Un concept très intéressant, un film inégal

L'idée originale de Time Out - remplacer l'argent par du temps - est intelligente puisqu'elle permet de mettre en évidence et d'exacerber les tensions sociales que nous connaissons dans le monde actuel. Car, outre les différences flagrantes entre "très riches" vivant dans l'opulence et "très pauvres" se débattant dans une misère crasse, le temps disponible représente déjà une donnée sociale non négligeable : le temps et l'énergie nécessaire aux déplacements (transports publics/voiture individuelle), l'accès à l'éducation (jusqu'à 25-30 ans pour avoir de beaux diplômes/travailler dès 10 ans pour être rentable) mais aussi plus simplement l'espérance de vie (90 ans à jouir de ses actions en Bourse en recevant les meilleurs soins/30 ans à travailler ou se battre et mourir dans le dénuement le plus total).Tout cela est montré (ou suggéré) dans le film, qui devient dès lors une critique sociale d'anticipation intelligente comme il n'y en a que trop rarement, la science-fiction se limitant de nos jours le plus souvent à une vaine démonstration de technologies tape-à-l’œil.

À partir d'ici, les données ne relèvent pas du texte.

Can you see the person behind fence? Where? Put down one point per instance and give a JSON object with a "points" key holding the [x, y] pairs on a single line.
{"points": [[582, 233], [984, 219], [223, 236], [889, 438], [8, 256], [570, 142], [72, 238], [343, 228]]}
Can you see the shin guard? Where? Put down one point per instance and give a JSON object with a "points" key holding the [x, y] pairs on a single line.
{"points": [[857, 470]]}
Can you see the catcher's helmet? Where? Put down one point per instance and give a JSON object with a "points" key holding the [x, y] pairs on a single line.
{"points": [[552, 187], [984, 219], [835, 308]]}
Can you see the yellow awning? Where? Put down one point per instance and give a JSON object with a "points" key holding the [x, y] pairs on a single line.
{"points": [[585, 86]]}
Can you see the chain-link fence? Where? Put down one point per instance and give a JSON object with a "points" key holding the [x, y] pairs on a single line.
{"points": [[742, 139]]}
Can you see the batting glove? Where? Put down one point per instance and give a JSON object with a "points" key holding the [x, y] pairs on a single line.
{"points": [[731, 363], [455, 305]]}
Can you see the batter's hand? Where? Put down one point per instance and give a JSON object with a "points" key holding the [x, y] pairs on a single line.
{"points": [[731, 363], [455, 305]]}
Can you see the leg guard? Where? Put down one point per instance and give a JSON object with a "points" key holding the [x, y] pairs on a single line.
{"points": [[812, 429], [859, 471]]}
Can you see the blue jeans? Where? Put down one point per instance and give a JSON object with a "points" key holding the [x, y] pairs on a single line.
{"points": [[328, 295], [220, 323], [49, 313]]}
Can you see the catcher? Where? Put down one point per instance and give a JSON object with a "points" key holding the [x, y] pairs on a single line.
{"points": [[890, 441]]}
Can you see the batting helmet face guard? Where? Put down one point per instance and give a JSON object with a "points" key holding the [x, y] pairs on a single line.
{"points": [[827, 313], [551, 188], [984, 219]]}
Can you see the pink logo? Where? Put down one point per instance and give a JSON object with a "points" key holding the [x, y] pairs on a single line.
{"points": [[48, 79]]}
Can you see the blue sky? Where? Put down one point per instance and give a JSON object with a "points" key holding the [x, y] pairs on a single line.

Les acteurs, pour leur part, font leur travail, sans grand éclat, mais sans faux-pas non plus. Ce n'est donc ni eux, ni le concept du film qui constituent la faiblesse du film, mais bien le visuel : entre un "district" censément miséreux en réalité très propre et (a priori) vivable, une technologie qui (outre bien entendu la possibilité de rendre les gens immortels) ne semble pas avoir évolué pendant au moins deux siècles (le personnage le plus vieux rencontré avait 100 ans et des poussières et n'a manifestement pas connu le monde actuel) et s'est au mieux contentée d'un retro-futurisme qui donnent au film une esthétique finalement très pauvre qui fait davantage penser à série B de science-fiction des années 80 qu'à un film à gros budget (mêmes voitures, mêmes bus, mêmes armes, mêmes vêtements, même architecture qu'aujourd'hui...).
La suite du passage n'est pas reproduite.